Umaaraw, Umuulan: Predicting Rainfall Occurrences in the Philippines
This is a mini-project was created in collaboration with Elkan Pagobayan for our Big Data and Cloud Computing class.
Summary
As one of the most common weather conditions, rainfall occurrence is usually monitored since it has impact on various industries. As a country within the typhoon belt, the Philippines is exposed to natural hazards such as flooding and soil erosion. In this study, we utilized the weather data available from the General Surface Summary of Day (GSOD Dataset) from the National Centers for Environmental Information, a US government sub-branch that focuses on archiving environmental data. Specifically, we want to answer the question “How do we develop a machine learning model that can forecast rainfall occurrence in the Philippines?”.

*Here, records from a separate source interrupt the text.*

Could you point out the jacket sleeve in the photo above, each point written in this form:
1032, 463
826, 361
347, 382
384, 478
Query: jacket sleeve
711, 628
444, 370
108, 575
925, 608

To implement this, we used Apache Spark from data processing to the development of machine learning models that forecasts rainfall occurrence. To develop a predictive model for rainfall occurrence in the Philippines, we extracted 17 years (equivalent to 8.2 GB raw data) of GSOD Dataset from the public Amazon Web Services (AWS) S3 bucket. 310, 983 observations collected over 17 years from 72 PH weather stations were extracted from the raw dataset. Then, we preprocessed the data and provided the relevant statistics through an exploratory data analysis. Lastly, we developed an accurate machine learning model that predicts rainfall occurrences in Philippine weather stations. Classification models such as Logistic Regression, Random Forest, Linear SVC, and Gradient Boosted Trees were explored. All four models were able to beat the 66.24% baseline accuracy but the best model (Random Forest Classifier) reached an accuracy of 77%. Precipitation, Mean Temperature and Thunder Occurrences were the most important variables to predict rain occurrence on a specific day. These results would help different sectors in the Philippines in their decision-making based on their expected rainfall occurrence. We acknowledge that the scope of this study has its limitations. Hyperparameter-tuning, regression model approach and adding other features can be done as an extension of this study.